In Australian Securities and Investments Commission v Australian Property Custodian Holdings Limited (Receivers and Managers appointed) (in liquidation) (Controllers appointed) (No 3) [2013] FCA 1342 Justice Murphy of the Federal Court of Australia declared that the five former directors of APCHL (as the responsible entity of Prime Trust) breached their duties owed to members of Prime Trust by firstly, resolving to lodge a resolution with ASIC purporting to amend the Prime Trust constitution in August 2006 (without unit holder approval) to provide for the payment to APCHL of a fee in the event that the units in the Prime Trust were listed on the Australian Securities Exchange (ASX) and secondly, directing APCHL to pay a listing fee of approximately $33 million out of scheme assets subsequent to the listing of Prime Trust on the ASX in August 2007.
One of the issues at trial was whether 2 of the directors (Mr Lewski and Mr Jaques) abstained from voting on the resolutions by remaining silent or whether they should be treated as having voted in favour of the resolutions.
For each of the 2 relevant board meetings there were in fact 2 sets of board minutes signed by the Chairman as correct: a draft pre-prepared by lawyers to deal with legally related matters and minutes prepared after each meeting from notes taken in the meeting.
Justice Murphy decided that the directors’conduct amounted to assent.
He said:
736.The minutes for the 26 June 2007 meeting were pre-prepared by Madgwicks. Mr Lewski said that there was “a general murmur of assent” to each resolution but that he said nothing to amount to a “yes” vote, in accordance with his usual practice where he had a personal interest in a resolution. He did not state that he advised the other Directors that his silence meant that he was abstaining. Mr Jaques was unable to recollect whether he voted for this resolution or not but he reiterated that his usual practice was to remain silent on any matter involving Mr Lewski’s personal interests.

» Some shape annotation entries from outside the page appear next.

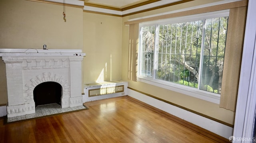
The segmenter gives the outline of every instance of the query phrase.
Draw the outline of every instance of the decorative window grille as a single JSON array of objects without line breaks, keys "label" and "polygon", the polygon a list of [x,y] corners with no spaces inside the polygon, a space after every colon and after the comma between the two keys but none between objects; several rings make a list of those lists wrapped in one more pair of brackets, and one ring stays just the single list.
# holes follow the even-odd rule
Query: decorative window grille
[{"label": "decorative window grille", "polygon": [[139,76],[220,94],[228,19],[141,26]]}]

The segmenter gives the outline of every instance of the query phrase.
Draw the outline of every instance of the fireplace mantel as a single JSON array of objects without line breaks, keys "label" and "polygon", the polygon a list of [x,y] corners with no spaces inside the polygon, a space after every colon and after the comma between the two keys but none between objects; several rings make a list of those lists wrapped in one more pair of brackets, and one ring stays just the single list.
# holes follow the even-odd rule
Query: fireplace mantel
[{"label": "fireplace mantel", "polygon": [[62,108],[82,105],[80,49],[0,49],[5,63],[8,118],[35,113],[33,91],[48,81],[62,88]]}]

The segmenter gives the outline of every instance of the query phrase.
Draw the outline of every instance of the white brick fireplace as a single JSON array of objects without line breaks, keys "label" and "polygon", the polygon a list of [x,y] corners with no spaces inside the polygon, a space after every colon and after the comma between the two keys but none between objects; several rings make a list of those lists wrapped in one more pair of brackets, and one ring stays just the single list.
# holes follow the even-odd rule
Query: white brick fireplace
[{"label": "white brick fireplace", "polygon": [[62,108],[82,105],[81,50],[0,49],[5,63],[8,118],[35,112],[33,90],[54,82],[62,87]]}]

737.Against this, Dr Wooldridge’s evidence is that he ascertained the agreement of all Directors present at the meeting to the resolutions. I prefer Dr Wooldridge’s account of the 26 June 2006 meeting to that of Mr Lewski. I infer that Dr Wooldridge followed his usual practice of asking the Directors “those in favour” and “those against” so as to satisfy himself where each Director stood. I accept his account that Mr Lewski and Mr Jaques were in agreement that the resolutions to pay the Listing Fee be passed. Whether or not they in fact remained silent, I infer that their conduct amounted to or conveyed assent to the resolutions.
738.The minutes for the 27 July 2007 meeting were also pre-prepared by Madgwicks. Mr Lewski said that he was present in the Boardroom for this meeting. All the Directors were present, some by telephone although it is not clear who. Mr Lewski again said that he abstained from voting on these resolutions by remaining silent, but again he did not advise the other Directors that he was doing so. Against this, Dr Wooldridge’s evidence is that he ascertained the agreement of all the Directors present to the resolutions. I prefer Dr Wooldridge’s account of this meeting to that of Mr Lewski. Whether or not Mr Lewski and Mr Jaques in fact remained silent, I infer that their conduct amounted to or conveyed assent to the resolutions to pay the Listing Fee.
Clearly, it is important that individual directors be given an opportunity to express their view on resolutions and that a director indicate if they are abstaining: see James Hardie decision.
Accurate minute-taking practices and record-keeping are critical.
A hearing on exoneration and penalty for the directors subsequently took place. The judgment on exoneration and penalty will be handed down in due course.